You are said to be especially prone to ailments of the nervous system and rheumatic complaints. A century ago this would have been dismissed as bad luck; nowadays you may turn such disabilities into positive good fortune. To be nervous is to be one of the elect in the Twentieth Century; you can accept it either as a hobby or a career. One word of warning, however: if you intend to let nervous troubles dominate your life, you must be certain at all times to get plenty of rest, for neurosis is apt to prove exhausting to yourself and not, as it should be, to those around you. Ten hours sleep a night and a nap after lunch are the minimum for you. As for the rheumatic illnesses, they are a passport to the South every winter.

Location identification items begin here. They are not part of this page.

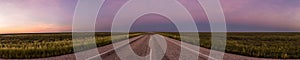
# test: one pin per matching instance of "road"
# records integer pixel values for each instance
(151, 47)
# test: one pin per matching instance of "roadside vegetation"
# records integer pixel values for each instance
(26, 46)
(282, 45)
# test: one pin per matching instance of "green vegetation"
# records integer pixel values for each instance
(25, 46)
(284, 45)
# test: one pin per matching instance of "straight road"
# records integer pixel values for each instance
(151, 47)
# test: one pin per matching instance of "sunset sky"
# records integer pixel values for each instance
(29, 16)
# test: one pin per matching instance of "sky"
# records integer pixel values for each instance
(35, 16)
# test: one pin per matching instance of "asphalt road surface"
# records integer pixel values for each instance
(151, 47)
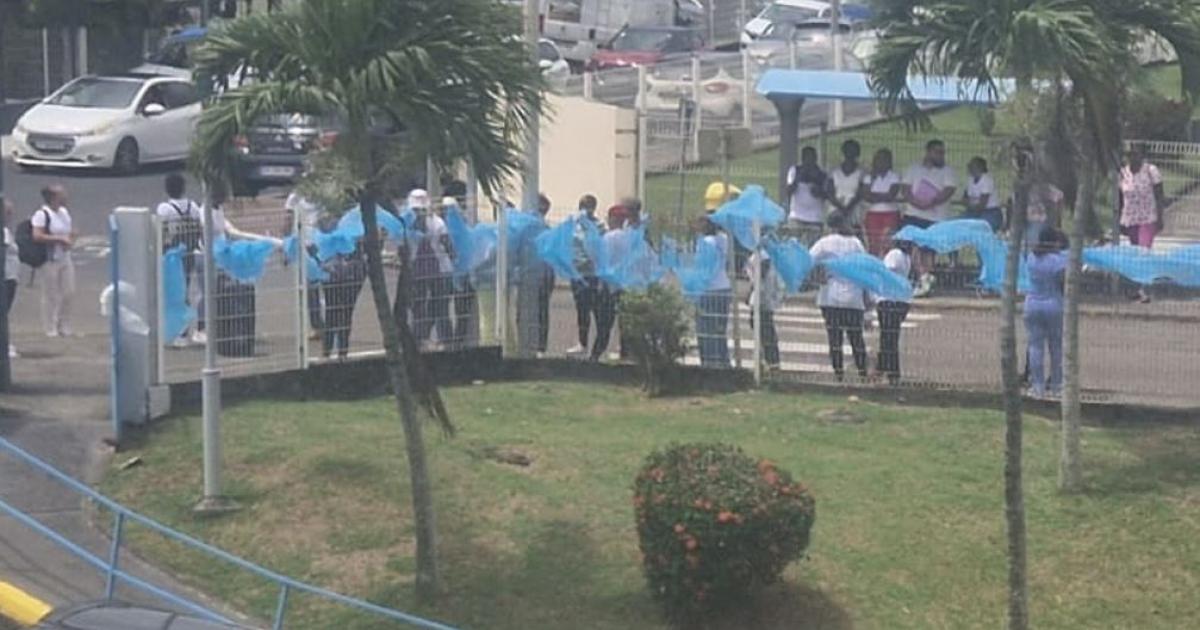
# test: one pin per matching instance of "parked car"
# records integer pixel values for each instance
(113, 121)
(799, 11)
(646, 46)
(118, 616)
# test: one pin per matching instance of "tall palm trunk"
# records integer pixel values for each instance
(1069, 467)
(1014, 493)
(427, 575)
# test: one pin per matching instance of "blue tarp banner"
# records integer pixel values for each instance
(244, 261)
(175, 310)
(556, 247)
(868, 271)
(791, 261)
(737, 217)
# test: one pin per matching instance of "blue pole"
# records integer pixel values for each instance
(114, 327)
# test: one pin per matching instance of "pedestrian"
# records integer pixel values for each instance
(713, 307)
(1043, 311)
(1143, 202)
(616, 245)
(7, 215)
(586, 289)
(893, 312)
(981, 198)
(807, 196)
(432, 271)
(844, 187)
(183, 226)
(881, 191)
(843, 304)
(772, 300)
(52, 226)
(929, 186)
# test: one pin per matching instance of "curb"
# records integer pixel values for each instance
(21, 606)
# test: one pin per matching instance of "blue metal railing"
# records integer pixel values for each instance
(114, 574)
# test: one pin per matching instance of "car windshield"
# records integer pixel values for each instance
(97, 94)
(643, 40)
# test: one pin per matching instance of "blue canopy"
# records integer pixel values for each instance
(779, 84)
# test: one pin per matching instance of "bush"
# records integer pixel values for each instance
(654, 328)
(715, 525)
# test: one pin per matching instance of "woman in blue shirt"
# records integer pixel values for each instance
(1043, 311)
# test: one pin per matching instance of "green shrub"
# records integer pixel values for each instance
(714, 525)
(654, 328)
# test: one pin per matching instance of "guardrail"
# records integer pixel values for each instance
(114, 574)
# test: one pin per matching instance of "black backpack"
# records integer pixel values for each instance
(29, 251)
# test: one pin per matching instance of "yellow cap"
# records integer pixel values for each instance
(715, 195)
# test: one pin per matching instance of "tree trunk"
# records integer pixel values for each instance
(427, 575)
(1069, 468)
(1014, 495)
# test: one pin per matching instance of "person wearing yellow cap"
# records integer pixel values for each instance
(718, 195)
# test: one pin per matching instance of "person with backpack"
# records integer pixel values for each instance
(52, 227)
(10, 271)
(183, 226)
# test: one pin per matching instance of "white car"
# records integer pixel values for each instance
(113, 121)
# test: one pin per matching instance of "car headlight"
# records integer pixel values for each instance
(99, 131)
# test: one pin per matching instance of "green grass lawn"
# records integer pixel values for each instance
(909, 532)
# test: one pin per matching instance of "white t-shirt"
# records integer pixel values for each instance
(882, 185)
(804, 205)
(721, 280)
(59, 226)
(900, 264)
(984, 186)
(927, 181)
(837, 292)
(845, 187)
(11, 259)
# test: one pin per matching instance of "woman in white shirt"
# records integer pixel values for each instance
(11, 264)
(841, 301)
(893, 313)
(713, 311)
(52, 226)
(881, 191)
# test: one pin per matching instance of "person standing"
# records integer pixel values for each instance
(52, 226)
(1043, 311)
(893, 312)
(928, 187)
(183, 227)
(881, 190)
(844, 186)
(1143, 202)
(841, 303)
(7, 215)
(807, 191)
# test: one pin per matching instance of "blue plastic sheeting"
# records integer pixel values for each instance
(868, 271)
(953, 235)
(738, 216)
(1181, 267)
(243, 261)
(791, 261)
(313, 270)
(696, 271)
(556, 247)
(175, 310)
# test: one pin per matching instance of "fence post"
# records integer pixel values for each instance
(281, 607)
(114, 556)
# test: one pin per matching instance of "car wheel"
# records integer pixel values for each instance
(127, 157)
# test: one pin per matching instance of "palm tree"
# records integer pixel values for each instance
(1085, 43)
(450, 72)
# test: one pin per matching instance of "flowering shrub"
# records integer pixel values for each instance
(714, 523)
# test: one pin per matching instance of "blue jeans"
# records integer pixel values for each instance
(712, 323)
(1043, 323)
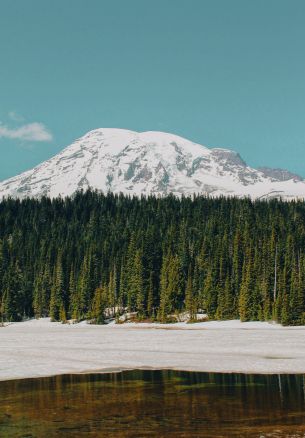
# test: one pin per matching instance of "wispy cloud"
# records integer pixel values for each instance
(28, 132)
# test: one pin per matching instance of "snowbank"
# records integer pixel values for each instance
(41, 348)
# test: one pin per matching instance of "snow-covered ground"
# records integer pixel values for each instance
(41, 348)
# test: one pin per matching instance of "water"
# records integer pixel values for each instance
(154, 404)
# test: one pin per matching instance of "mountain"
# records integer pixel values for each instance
(151, 162)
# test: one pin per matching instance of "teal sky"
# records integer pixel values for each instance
(227, 73)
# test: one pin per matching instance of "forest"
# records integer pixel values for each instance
(76, 258)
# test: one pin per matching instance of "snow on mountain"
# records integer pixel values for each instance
(159, 163)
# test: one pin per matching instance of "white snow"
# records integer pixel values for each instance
(41, 348)
(152, 162)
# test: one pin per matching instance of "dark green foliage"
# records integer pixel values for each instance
(92, 256)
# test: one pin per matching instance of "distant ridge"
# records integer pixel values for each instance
(159, 163)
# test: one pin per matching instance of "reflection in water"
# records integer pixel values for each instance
(154, 403)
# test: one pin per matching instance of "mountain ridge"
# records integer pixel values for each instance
(150, 162)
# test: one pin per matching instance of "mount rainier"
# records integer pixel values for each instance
(159, 163)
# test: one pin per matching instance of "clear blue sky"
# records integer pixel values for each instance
(227, 73)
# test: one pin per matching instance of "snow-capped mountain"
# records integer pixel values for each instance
(152, 162)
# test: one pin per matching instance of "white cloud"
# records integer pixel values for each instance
(29, 132)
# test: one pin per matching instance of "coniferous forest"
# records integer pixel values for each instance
(74, 258)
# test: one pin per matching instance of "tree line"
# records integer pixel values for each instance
(92, 255)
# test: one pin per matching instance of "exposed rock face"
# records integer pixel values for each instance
(146, 163)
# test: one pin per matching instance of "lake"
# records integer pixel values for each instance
(146, 403)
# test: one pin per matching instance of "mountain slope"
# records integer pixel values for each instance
(158, 163)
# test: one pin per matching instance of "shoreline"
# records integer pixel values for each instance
(39, 348)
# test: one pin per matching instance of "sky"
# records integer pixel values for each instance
(222, 73)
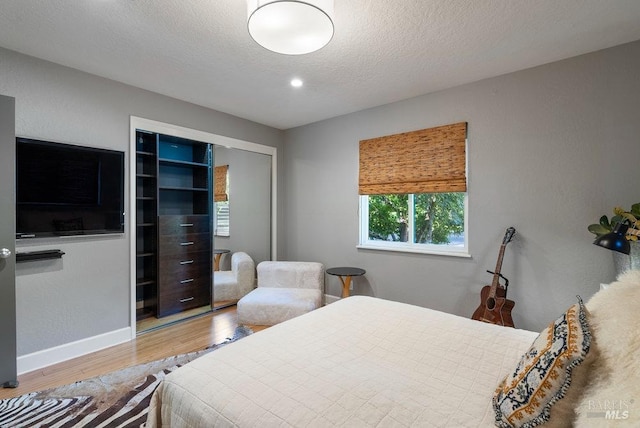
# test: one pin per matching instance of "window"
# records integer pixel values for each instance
(413, 191)
(221, 200)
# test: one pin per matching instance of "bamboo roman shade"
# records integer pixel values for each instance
(431, 160)
(220, 180)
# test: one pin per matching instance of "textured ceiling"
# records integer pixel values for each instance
(382, 51)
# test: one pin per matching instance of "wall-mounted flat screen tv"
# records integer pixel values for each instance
(67, 190)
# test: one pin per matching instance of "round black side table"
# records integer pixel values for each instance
(345, 274)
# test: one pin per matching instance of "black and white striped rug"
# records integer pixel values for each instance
(119, 399)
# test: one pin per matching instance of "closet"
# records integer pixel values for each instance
(173, 224)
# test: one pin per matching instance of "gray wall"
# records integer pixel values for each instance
(87, 292)
(550, 150)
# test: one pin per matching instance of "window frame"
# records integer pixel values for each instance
(409, 247)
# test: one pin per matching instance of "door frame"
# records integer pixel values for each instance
(8, 333)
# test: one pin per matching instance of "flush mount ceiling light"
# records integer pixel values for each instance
(291, 27)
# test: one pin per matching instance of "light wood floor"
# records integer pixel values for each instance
(187, 336)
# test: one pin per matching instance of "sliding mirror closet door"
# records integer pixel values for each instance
(242, 220)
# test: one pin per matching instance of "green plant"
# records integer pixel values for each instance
(632, 217)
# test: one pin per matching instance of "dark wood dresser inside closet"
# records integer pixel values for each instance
(184, 262)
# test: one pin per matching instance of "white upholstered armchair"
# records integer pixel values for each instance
(235, 283)
(285, 290)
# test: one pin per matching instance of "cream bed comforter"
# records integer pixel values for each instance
(361, 361)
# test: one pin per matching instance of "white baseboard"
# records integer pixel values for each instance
(328, 298)
(57, 354)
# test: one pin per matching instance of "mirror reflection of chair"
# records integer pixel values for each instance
(232, 285)
(285, 290)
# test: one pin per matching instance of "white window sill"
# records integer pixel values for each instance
(462, 253)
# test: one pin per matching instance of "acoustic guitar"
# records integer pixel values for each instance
(494, 307)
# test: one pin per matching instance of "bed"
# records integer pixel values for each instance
(364, 361)
(361, 361)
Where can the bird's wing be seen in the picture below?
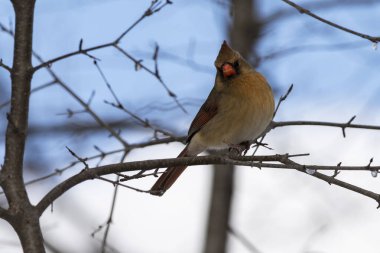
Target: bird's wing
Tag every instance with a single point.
(207, 111)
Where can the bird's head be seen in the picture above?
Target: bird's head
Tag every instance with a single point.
(229, 63)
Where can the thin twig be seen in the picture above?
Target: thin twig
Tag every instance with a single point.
(42, 86)
(153, 8)
(283, 163)
(309, 13)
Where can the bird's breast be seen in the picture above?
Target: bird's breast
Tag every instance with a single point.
(243, 115)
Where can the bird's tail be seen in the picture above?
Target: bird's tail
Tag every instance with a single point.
(167, 179)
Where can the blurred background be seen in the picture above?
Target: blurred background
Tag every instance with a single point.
(335, 76)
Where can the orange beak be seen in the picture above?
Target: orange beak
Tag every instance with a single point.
(228, 70)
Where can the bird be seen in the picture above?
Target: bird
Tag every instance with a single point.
(237, 111)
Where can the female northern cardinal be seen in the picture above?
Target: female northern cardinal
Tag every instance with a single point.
(238, 110)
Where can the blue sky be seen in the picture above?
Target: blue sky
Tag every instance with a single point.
(271, 207)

They are also a protection against all the shoving, lifting and carrying expected of persons not gifted in this respect. Play your cards carefully, and a life of splendid ease lies before you.

Meditations at Random

GARDENER’S PROBLEM / I am always a little later than other people getting my garden in, but it is the autumn flowers, and asters in particular, which appeal to me. While I made my careful map of my garden on ruled paper, as the garden book said to do, I reflected how hard it is to get a satisfying bed of annuals which sounds good when you describe it. Spiderflower and feverfew look well together, but they sound as though the garden had been planted by Frankenstein’s monster. And though Mourning Bride and Bouncing Bet make a nice combination, it seems to be tactless to put them together. As for bugbane, gasplant, tickseed and sneezeweed, nothing would induce me to plant them, pretty as they are. I would not know how to mention them to people who wanted to see my garden.

YOUR PET BETRAYS YOU / A man I know who is very fond of dogs called my attention to a newspaper article today, which said that a dog grows to be like its owner. Nervous people have nervous dogs; savage people have savage dogs; stupid people have stupid dogs. Well, it may be so, though I have never seen any dog-owners among my acquaintance nosing their pets away from a garbage can, or chasing each other amorously over a newly seeded garden. But it is a fact that married people grow alike from living together, and no true dog-owner would admit that his dumb chum was less sensitive to atmosphere than his married partner. It may be that this theory about dogs throws new light on some of my friends: Professor A, the celebrated economist, has a dog which always forgets where it has buried its bones; Madame B, the fortune-teller, has a dog which cannot foresee what will happen when it goes to sleep with its tail under the rockers of Madame’s chair; modest little Miss C owns a pooch of notorious wantonness and infidelity. Can it be that these beasts reveal the truth about their owners? Beware of the Dog!

THE SEX WAR / Walking home from my work this evening I passed a group of children who were busy, as children so often are, in taunting and torturing one of their number. “Teddy’s got a gurr-ul! Teddy’s got a gurr-ul!” they screamed, while Teddy, who appeared to be about six, denied the charge with a remarkable command of blasphemy and obscenity. I pondered upon this scene for some time. Why is it considered disgraceful for little boys to play with little girls, though a little girl who can get herself accepted in a gang of little boys gains prestige by doing so? The equality of the sexes, about which there is so much futile blather in the adult world, is unheard of among the young. Women’s suffrage, and equal-pay-for-equal-work would never have come into being if children had had any say in the matter. I toyed with the idea of going back to the children and saying: “My pretty dears, the fact that Teddy has a girl shows that he is more mature than the rest of you; do you not know that girls will grow up to be the equals, in all respects, of men? Don’t you know that girls will sit on the juries which will condemn you to hang, which, if I may judge by your language, is the fate to which you will all come?” But I was rather busy, and went home instead.